Here’s something I posted last week on the Proxy Season blog:
In this 2026 proxy season preview, Alliance Advisors points out the March announcement by the Communications Workers of America that it is independently soliciting votes on five shareholder proposals seeking governance reforms at Nexstar Media Group — and it’s not just a tactic to get the company to negotiate.
Deep-pocketed labor unions are once again resorting to Rule 14a-4(c)(2) solicitations to press for a variety of governance reforms at companies embroiled in labor disputes. This approach was taken two years ago by the AFL-CIO and United Mine Workers of America at Warrior Met Coal to bypass the one-proposal limit of Rule 14a-8.
This year, the Communications Workers of America (CWA) submitted five governance proposals at Nexstar Media Group, which advocate for an independent board chair, proxy access, special meeting rights, poison pill ratification, and shareholder approval of major transactions valued at more than 20% of the company’s market capitalization.

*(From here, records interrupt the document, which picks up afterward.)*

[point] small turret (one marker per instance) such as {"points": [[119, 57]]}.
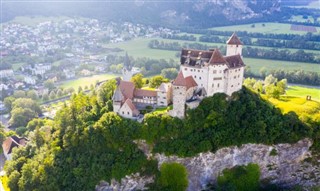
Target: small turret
{"points": [[234, 46]]}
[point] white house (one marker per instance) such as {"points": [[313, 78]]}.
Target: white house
{"points": [[10, 143], [6, 73]]}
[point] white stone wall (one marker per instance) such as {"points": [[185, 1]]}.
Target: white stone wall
{"points": [[235, 78], [200, 75], [163, 99], [125, 111], [179, 98], [234, 49], [216, 79], [116, 106]]}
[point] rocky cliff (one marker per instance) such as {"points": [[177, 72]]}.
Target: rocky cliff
{"points": [[283, 164]]}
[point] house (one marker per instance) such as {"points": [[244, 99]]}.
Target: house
{"points": [[164, 94], [204, 73], [6, 73], [10, 143], [127, 99], [30, 80]]}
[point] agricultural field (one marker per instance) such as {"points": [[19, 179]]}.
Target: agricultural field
{"points": [[139, 48], [34, 21], [302, 92], [257, 64], [87, 81], [277, 28], [295, 100]]}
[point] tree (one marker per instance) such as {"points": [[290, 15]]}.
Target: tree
{"points": [[19, 94], [173, 177], [137, 80], [32, 94], [156, 81], [8, 102], [49, 84], [52, 95], [170, 73], [240, 178]]}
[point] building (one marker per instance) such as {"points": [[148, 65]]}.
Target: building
{"points": [[127, 99], [204, 73], [6, 73], [10, 143]]}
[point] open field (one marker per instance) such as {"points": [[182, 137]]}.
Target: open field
{"points": [[33, 21], [302, 92], [312, 5], [257, 64], [87, 81], [278, 28], [299, 18], [139, 48]]}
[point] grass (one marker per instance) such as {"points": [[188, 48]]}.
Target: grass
{"points": [[87, 81], [34, 21], [139, 48], [257, 64], [4, 180], [162, 110], [302, 92], [277, 28], [299, 18]]}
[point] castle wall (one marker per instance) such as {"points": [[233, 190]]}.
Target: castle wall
{"points": [[216, 79], [235, 79], [179, 98], [200, 75], [233, 49]]}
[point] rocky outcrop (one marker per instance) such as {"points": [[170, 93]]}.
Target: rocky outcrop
{"points": [[132, 182], [281, 164], [284, 164]]}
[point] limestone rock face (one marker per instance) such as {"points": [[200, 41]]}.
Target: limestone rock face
{"points": [[129, 183], [285, 166]]}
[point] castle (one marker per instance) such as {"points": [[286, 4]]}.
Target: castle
{"points": [[202, 74]]}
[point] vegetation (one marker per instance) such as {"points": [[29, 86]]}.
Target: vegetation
{"points": [[173, 177], [240, 178]]}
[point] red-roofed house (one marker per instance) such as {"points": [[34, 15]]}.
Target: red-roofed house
{"points": [[10, 143]]}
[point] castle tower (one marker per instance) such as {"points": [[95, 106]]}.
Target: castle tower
{"points": [[127, 68], [179, 96], [234, 46], [117, 100]]}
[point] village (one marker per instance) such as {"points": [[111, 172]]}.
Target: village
{"points": [[35, 58]]}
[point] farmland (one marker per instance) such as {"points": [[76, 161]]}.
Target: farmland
{"points": [[139, 48], [277, 28], [87, 81]]}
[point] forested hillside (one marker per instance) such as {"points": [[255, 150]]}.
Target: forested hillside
{"points": [[172, 13], [86, 142]]}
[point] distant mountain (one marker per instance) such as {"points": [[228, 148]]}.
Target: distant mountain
{"points": [[202, 13]]}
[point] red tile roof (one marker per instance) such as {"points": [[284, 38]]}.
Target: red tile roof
{"points": [[127, 89], [217, 58], [132, 107], [12, 142], [182, 81], [234, 61], [234, 40], [142, 93]]}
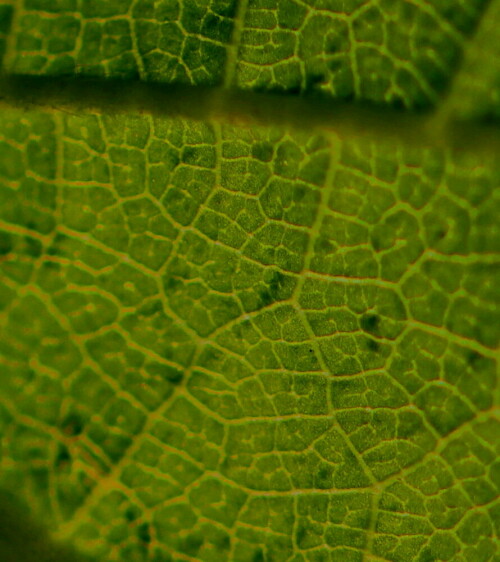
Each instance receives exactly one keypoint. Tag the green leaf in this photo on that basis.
(226, 337)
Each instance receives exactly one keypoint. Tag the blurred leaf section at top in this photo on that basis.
(391, 51)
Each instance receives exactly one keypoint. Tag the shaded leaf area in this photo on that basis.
(247, 344)
(399, 53)
(22, 539)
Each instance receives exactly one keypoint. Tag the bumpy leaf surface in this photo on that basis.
(230, 343)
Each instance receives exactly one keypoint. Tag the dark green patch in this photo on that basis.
(33, 247)
(130, 515)
(63, 457)
(369, 323)
(72, 425)
(263, 151)
(6, 243)
(192, 544)
(258, 556)
(372, 345)
(143, 533)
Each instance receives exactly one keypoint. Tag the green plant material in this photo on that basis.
(232, 343)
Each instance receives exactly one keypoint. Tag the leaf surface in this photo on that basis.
(223, 342)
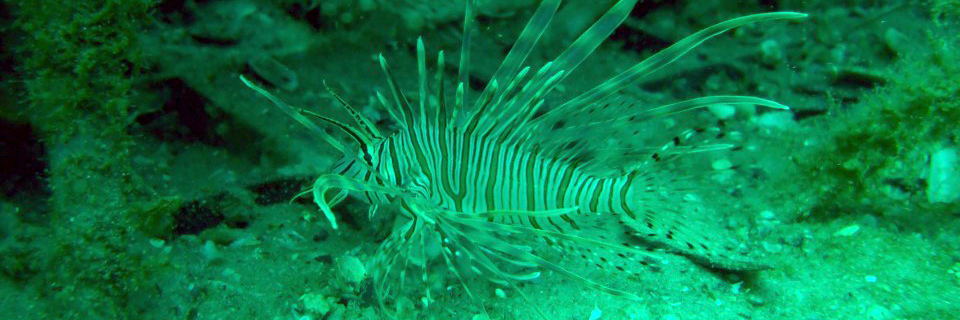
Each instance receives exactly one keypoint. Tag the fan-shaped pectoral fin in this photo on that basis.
(345, 184)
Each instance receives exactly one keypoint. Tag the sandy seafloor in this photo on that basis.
(165, 192)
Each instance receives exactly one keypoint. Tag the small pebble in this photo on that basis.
(721, 164)
(847, 231)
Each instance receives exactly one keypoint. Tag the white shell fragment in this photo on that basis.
(943, 179)
(351, 269)
(274, 72)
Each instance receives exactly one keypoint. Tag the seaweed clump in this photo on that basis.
(874, 158)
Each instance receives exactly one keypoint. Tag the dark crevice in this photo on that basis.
(23, 166)
(183, 116)
(311, 15)
(280, 190)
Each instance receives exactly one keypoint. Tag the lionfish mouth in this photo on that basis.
(479, 183)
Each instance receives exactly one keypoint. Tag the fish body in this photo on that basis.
(473, 181)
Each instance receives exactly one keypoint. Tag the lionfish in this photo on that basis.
(473, 181)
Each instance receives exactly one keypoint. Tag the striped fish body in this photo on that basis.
(474, 177)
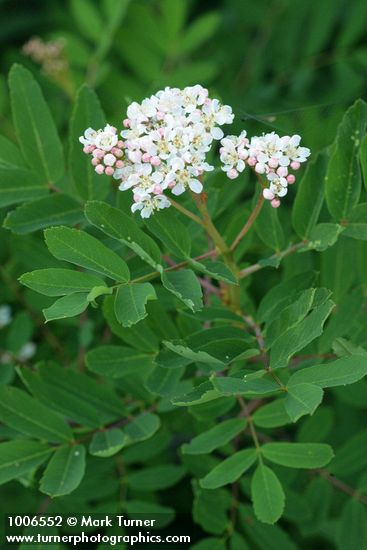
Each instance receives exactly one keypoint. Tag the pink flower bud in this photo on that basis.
(268, 195)
(282, 171)
(99, 169)
(232, 174)
(275, 203)
(98, 153)
(155, 161)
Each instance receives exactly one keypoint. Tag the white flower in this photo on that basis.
(5, 315)
(147, 204)
(106, 138)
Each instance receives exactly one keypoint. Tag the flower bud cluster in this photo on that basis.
(268, 154)
(105, 148)
(165, 142)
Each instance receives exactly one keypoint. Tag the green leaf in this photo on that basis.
(200, 30)
(324, 235)
(59, 282)
(36, 131)
(10, 156)
(173, 234)
(302, 399)
(227, 385)
(117, 361)
(345, 370)
(80, 248)
(352, 526)
(201, 394)
(87, 113)
(217, 436)
(193, 356)
(343, 178)
(185, 286)
(215, 270)
(356, 226)
(130, 302)
(20, 185)
(296, 338)
(19, 457)
(298, 455)
(229, 470)
(271, 415)
(310, 197)
(28, 416)
(55, 209)
(114, 223)
(142, 427)
(268, 227)
(107, 443)
(267, 495)
(67, 306)
(155, 478)
(64, 472)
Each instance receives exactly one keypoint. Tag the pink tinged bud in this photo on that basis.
(282, 171)
(232, 174)
(98, 153)
(99, 169)
(268, 195)
(155, 161)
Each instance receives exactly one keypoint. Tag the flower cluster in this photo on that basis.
(268, 154)
(105, 147)
(165, 142)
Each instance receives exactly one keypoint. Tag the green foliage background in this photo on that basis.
(287, 65)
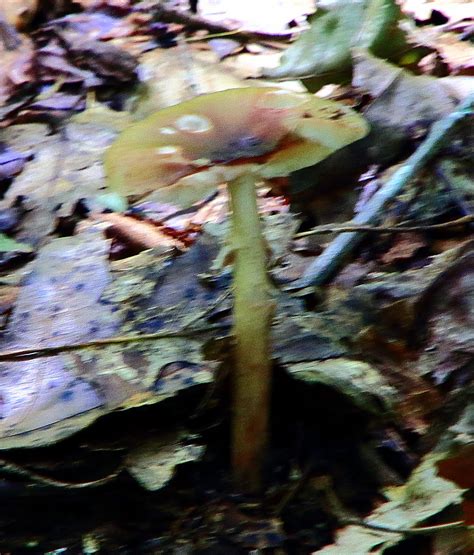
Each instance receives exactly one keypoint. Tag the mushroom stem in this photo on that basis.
(253, 309)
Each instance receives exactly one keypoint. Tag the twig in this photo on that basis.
(334, 255)
(191, 21)
(37, 352)
(18, 470)
(8, 35)
(406, 531)
(207, 311)
(186, 60)
(381, 229)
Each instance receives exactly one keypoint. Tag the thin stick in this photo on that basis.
(332, 258)
(381, 229)
(170, 15)
(37, 352)
(18, 470)
(406, 531)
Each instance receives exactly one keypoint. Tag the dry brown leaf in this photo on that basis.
(138, 234)
(15, 69)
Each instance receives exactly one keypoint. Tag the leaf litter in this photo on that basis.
(375, 365)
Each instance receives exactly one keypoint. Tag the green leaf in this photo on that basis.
(322, 54)
(7, 244)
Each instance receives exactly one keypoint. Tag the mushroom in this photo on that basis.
(240, 137)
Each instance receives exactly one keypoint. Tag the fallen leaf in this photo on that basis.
(153, 464)
(424, 495)
(322, 54)
(359, 381)
(404, 247)
(137, 234)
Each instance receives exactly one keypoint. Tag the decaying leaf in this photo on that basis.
(153, 463)
(358, 381)
(62, 301)
(323, 53)
(405, 105)
(16, 69)
(7, 244)
(424, 495)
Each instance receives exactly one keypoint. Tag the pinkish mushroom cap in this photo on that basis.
(184, 152)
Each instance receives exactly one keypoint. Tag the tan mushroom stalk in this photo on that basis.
(240, 137)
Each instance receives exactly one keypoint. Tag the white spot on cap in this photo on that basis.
(193, 123)
(167, 151)
(282, 99)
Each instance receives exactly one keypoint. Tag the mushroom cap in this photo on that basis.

The National Association of Broadcast Employees and Technicians (NABET-CWA), which represents workers at Nexstar-owned television stations, takes issue with the company’s $6.2 billion acquisition of TEGNA and union busting efforts at certain television stations.
So, it turns out that lawyers weren’t “crying wolf” when they warned that shareholders might utilize Rule 14a-4 to run a “zero slate” contest after the SEC Staff shifted to the sidelines for this year’s shareholder proposal season. I think this is the first of these we’ve seen this year — at least beyond threats to use this tactic. And, notably, I don’t think this was in response to Nexstar excluding a CWA proposal. (I only see one unrelated Rule 14a-8(j) notice submitted to the SEC Staff by Nexstar.)